The base model of the Dell XPS 15z starts at $999, which is a good deal less than a 15-inch MacBook Pro, and the same as an entry-level HP Envy 14. For that, you get an Intel Core i5 CPU and a lower-res 1,366x768-pixel display. Our review unit added several upgrades, including a faster Core i7 CPU, a version of the same Nvidia GeForce 525M GPU with more video RAM, and the 1080p display, which all adds up to $1,534. A roughly comparable MacBook Pro is about $2,000, and the screen resolution there tops out at 1,650x1,080 pixels.
With the 2.7GHz Intel Core i7-2620M in our XPS 15z, the system performed admirably in our benchmark tests, comparable to the Alienware M14x and the previous version of the XPS 15, both of which also have current-gen Intel Core i7 CPUs (although in both those cases they were quad-core CPUs). Our most recent 15-inch MacBook Pro, also a quad-core Core i7, was a bit faster on single-app tests and significantly faster on our multitasking test.
While XPS is Dell's high-end multimedia brand, hard-core PC gamers would do better to consider Dell's Alienware brand instead. The included Nvidia 525M GPU is a middle-of-the-road part, and fine for most casual gamers. Running at 1,920x1,080 pixels, we got 50.3 frames per second in Unreal Tournament 3 (73.3fps at 1,440x900 pixels, as seen in our chart below) and 40.5 frames per second in Street Fighter IV, which is good news for those who will be tempted to play games at the full 1080p resolution.

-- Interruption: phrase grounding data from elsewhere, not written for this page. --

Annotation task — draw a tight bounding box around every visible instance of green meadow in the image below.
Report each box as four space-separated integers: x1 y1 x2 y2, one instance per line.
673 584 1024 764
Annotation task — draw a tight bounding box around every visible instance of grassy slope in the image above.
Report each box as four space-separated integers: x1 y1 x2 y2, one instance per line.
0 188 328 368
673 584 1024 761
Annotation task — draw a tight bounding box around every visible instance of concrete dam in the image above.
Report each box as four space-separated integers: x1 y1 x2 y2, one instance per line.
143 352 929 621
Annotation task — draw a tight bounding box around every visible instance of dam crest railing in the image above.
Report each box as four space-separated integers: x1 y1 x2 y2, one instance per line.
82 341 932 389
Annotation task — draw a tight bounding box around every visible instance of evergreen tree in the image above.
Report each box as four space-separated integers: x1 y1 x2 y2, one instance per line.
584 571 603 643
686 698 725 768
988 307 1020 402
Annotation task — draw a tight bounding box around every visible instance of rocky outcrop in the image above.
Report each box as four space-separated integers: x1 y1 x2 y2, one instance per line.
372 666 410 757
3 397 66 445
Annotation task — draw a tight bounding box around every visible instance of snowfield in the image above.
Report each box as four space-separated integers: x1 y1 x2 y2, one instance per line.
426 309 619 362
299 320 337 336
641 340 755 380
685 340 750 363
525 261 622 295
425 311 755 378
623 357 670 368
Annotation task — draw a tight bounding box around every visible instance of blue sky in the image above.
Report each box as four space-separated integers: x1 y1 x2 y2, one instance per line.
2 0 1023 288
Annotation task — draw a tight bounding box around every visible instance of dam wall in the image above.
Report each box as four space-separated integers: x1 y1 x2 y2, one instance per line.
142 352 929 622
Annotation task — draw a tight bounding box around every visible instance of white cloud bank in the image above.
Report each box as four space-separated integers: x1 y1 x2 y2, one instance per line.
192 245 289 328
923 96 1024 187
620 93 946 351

We tried to run the latest GPU-melting PC game, just-released The Witcher 2, and found the game barely playable, even at the lowest detail settings. That game, however, is quickly becoming infamous for have very high hardware requirements. To make sure recent games would play well, we checked Dragon Age II and found that to be very playable, even at the maximum resolution.